My mother, who has always been interested in natural medicine, taught me a lot about it as a child. Though I still can’t quite get past the smell, it reminds me of her and it has become a staple at my house as well. Below are some ways that my family uses the ever-versatile tea tree oil. 

  1. 1. To reduce dandruff: 

    When I use tea tree oil for dandruff, I generally just use it in shampoo. There are a lot of shampoos out there that have tea tree oil in them, but whenever I look for one, I try to find the higher end shampoos because they tend to have more tea tree oil in them, which is more effective. Tea tree oil feels cool on the scalp and is very refreshing. If you want to try it without shampoo though, I have also mixed a few drops of it with melted coconut oil and let this sit in my hair for about 20 minutes before showering. This helps moisturize your scalp and the tea tree oil will relax any redness or irritation you may have due to dandruff.  

  2. 2. For acne: 

    I use tea tree oil for acne a lot, to be honest with you. I’ve always struggled with acne and while it has gotten a little better, I still have a breakout here and there. To help control them, I wash my face with warm water and a mild soap (my skin is really sensitive), then I use either my clean hand or cotton swabs to rub tea tree oil on trouble areas. I leave it overnight and then wash my face again in the morning. Because I have sensitive skin, I only use this treatment when I am having a bad breakout or a few times a week to keep my skin balanced. Make sure before you use tea tree oil for the first time to test it on a small patch of skin (i.e. the back of your hand) to ensure you are not allergic to it. 

  3. Tea tree oil helps eliminate bacteria that may be harmful to your health. It can be used to support your immune system by putting it in your diffuser. Make sure the diffuser is in an area you will be in a lot, like a kitchen, workspace or bedroom. And, if for some reason this tea tree oil potion doesn’t keep you completely protected from illness, you can always rub some of it on your chest as a natural VapoRub. 
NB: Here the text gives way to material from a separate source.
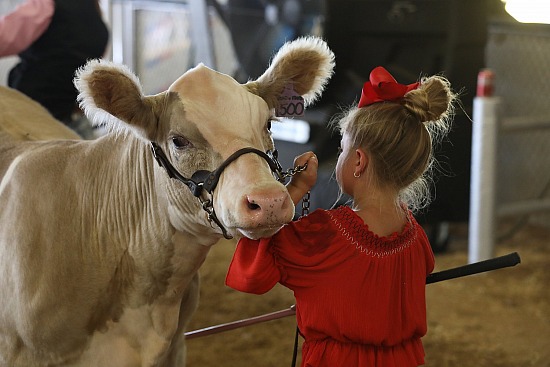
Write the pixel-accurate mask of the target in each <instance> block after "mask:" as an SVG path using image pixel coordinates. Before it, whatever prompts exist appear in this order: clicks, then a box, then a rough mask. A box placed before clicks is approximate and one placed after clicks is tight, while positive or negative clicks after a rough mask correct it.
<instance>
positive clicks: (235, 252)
mask: <svg viewBox="0 0 550 367" xmlns="http://www.w3.org/2000/svg"><path fill="white" fill-rule="evenodd" d="M270 242H271V238H262V239H260V240H251V239H248V238H241V239H240V240H239V242H238V243H237V248H236V249H235V253H234V254H233V259H232V260H231V264H230V265H229V270H228V272H227V276H226V278H225V284H226V285H228V286H229V287H231V288H233V289H236V290H238V291H241V292H247V293H254V294H263V293H265V292H267V291H269V290H270V289H271V288H273V287H274V286H275V284H277V282H278V281H279V279H280V277H281V275H280V272H279V269H278V267H277V264H276V262H275V258H274V255H273V252H272V251H271V249H270Z"/></svg>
  4. Much like the shampoo, I generally use tea tree oil for cleaning in store-bought household cleaners. You can, however, mix 10-12 drops of tea tree oil in a spray bottle with a few tablespoons of white vinegar and a cup or so of hot water (you got me, I never measure anything. You can Google more specific recipes for this online). Tea tree oil is a natural disinfectant and leaves a fresh smell that is sort of reminiscent of Pine Sol but without the harsh chemicals. 

So, there you have it! After researching tea tree oil more, it made me realize why my mother swears by it. It is a very versatile essential oil, and while its potent scent may take a while to get used to, it’s worth it.